Following the group's a cappella performances, they're invited to socialize and share refreshments with the hosts and their guests.
It's not unusual, he said, for hosts to plan a party around the appearance and invite several friends, neighbors and family members of all ages. In his book, Temperley credits Eleanor Blum, John and Eva Gray, Don and Peggy Henderson, Dick and Margot Jerrard, Howard and Jean Osborn, Bill and Esther Sleator, and Victor and Susan Stone among the singers' "most faithful hosts."
Jean Osborn and her husband have been hosting the group almost every year since 1968. She said she likes to mix up the guest list from year to year to expose new audiences to the experience, which she characterized as having "a very pleasant and warm atmosphere."
"They come in and sing these nice songs - not all of which are familiar," she said. "There are always lots of children sitting and listening, with their eyes wide open."
Anne Robin, a staff physician at the university's McKinley Health Center and professor of family practice in the College of Medicine, was once one of the wee ones mesmerized by the music when her own parents, Gerald and Lois Brighton, hosted the singers.
The Brightons were among the group's original audiences in 1959. They began hosting the Temperley Singers again in 1994 and continued until four years ago, when Robin and her partner Nancy Melin took over as hosts.
"I remember the first time they came. It seemed magical to me - the whole Christmas thing, with the decorations, the special cookies," said Robin, who was an impressionable 8 year old, thrilled to be allowed to attend the "adult party" when the group sang for the first time in her home.
It was not unusual for the family to invite up to 30 guests into their home for the occasion.
"A musician needs an audience, and we were privileged to be that audience," Lois Brighton said.

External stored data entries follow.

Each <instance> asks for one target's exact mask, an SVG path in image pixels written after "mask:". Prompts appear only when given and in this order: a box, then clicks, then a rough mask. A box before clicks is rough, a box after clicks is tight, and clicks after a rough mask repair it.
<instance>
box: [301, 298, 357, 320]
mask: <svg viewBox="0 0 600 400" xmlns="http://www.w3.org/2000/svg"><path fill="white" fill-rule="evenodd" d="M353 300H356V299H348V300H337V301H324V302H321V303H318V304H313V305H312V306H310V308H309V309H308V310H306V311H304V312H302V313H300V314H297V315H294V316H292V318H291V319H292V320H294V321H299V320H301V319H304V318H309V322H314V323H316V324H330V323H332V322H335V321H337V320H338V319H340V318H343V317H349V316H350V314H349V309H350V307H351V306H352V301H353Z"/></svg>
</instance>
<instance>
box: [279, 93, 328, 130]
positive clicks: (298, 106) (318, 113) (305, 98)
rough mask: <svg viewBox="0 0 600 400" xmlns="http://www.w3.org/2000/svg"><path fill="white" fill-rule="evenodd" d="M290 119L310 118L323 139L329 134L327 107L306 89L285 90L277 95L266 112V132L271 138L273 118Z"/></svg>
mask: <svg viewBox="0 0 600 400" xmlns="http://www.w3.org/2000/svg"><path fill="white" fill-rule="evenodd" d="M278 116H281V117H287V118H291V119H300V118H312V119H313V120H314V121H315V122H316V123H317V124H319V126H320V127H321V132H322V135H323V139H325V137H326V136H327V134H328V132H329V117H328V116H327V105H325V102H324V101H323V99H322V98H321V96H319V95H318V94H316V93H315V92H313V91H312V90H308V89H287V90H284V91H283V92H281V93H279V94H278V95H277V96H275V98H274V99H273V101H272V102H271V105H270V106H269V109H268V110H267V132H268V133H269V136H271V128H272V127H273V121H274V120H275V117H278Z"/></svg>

Brighton and Robin both recall one infamous chapter in the family's hosting history when the audience included a surprise guest: Freddie, the family dachshund. Freddie apparently was so moved by the singing that he dashed out of the kitchen, positioned himself alongside the carolers and, according to Robin, "started singing tenor right along with them."
Laughter, fun and family memories aside, Robin's prime association with the experience is that the musicianship exhibited by the singers is second to none.
"This is a real performance - by excellent musicians singing interesting music in four-part and sometimes five-part harmony."
For his part, Temperley is a bit more humble about the group's abilities, referring to what they do as "amateur singing, not highly rehearsed or polished."
Either way you slice the figgy pudding, the experience has become a classic holiday tradition for generations of singers, party hosts and guests throughout the Champaign-Urbana area.
"I often have to drag people away (from the post-caroling socializing) to the next engagement," Temperley said. "Everyone has such a good time."